Veterans Administration and HUD Announce Homelessness Among Veterans has Dropped in 2011
The Department of Housing and Urban Development Secretary Shaun Donovan and Department of Veterans Affairs Secretary Eric Shinseki announced in a conference call December 12 that homelessness among veterans has declined by nearly 12 percent between January 2010 and January 2011.
Specifically, according to the 2011 supplement to the Annual Homeless Assessment Report (AHAR) released December 12, 67,495 veterans were homeless in the United States on a single night in January 2011 – a significant reduction from last year’s single night count of 76,329.
In a release from the VA and HUD, the 12 percent decline keeps the Obama administration on track to meet the goal of ending veteran homelessness in 2015. According to Donovan, “In the wake of the worst economic downturn since the Great Depression,” the nearly 12 percent reduction in vet homelessness is “nothing less than extraordinary.”
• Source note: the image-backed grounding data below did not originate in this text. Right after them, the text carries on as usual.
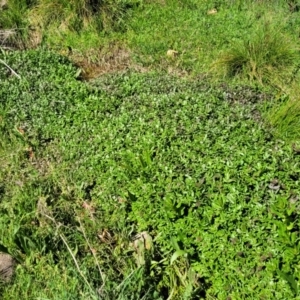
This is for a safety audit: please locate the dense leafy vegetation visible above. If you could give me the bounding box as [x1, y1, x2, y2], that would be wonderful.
[1, 0, 300, 299]
[3, 0, 300, 141]
[0, 50, 300, 299]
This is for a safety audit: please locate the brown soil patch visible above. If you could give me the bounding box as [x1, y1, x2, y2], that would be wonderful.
[68, 43, 147, 80]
The statements issued by Donovan and Shinseki are not necessarily indicative of Native veterans on reservations and their status as homeless or not homeless. HUD released the “December 2011 Point-in-Time Estimates of Homelessness Assessment Report” that includes counts from emergency shelters, transitional housing programs and other related facilities, but the count does not include the number of homeless veterans on reservations.
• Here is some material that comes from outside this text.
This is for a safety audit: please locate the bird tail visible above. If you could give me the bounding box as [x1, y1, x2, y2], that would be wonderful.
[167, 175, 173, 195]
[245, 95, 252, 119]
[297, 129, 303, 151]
With no new figures relating to American Indian veterans available, numbers have been recorded within the past few years. The 2010 Veteran Homelessness supplemental assessment report to congress indicated American Indian and Alaska Native veterans who are poor are two times more likely to be homeless than American Indian and Alaska Native non-veterans who are poor. The 12 percent decline is indicative of good news to all vets regardless of ethnicity.
“This new report is good news for the tens of thousands of veterans we have helped find a home. Our progress in the fight against homelessness has been significant, but our work is not complete until no veteran has to sleep on the street,” Shinseki said. “We have been successful in achieving this milestone due to strong leadership from the president and hard work by countless community organizations and our federal, state, and local partners who are committed to helping veterans and their families get back on their feet.”
Donovan added, “We’re absolutely headed in the right direction as we work to end homelessness amongst those who have served our nation. This significant decline tells us that the Obama administration is on the right path, working together across agencies to target federal resources to produce a sharp and measureable reduction in veteran homelessness.
“As we put forth in the first federal plan to prevent and end homelessness, there’s plenty of work ahead to reach our goal, but these numbers validate the work done by both HUD and VA to reach our nation’s homeless veterans and get them into permanent housing,” Donavan said.
Other statements by Shinseki and Donovan mentioned the VA and HUD has worked with more than 4,000 community agencies and has successfully housed 33,597 veterans with access to health care from the VA.
Shinseki also announced that $100 million in grants will be made available to community agencies to assist an estimated 42,000 veterans and their families from becoming homeless or to help them to make the transition to stable housing.
“The problems that lead to homelessness begin long before veterans and their families are on the streets,” Shinseki said. “By putting more resources into prevention services for those at risk of becoming homeless, we will continue to help more veterans and their families turn their lives around.”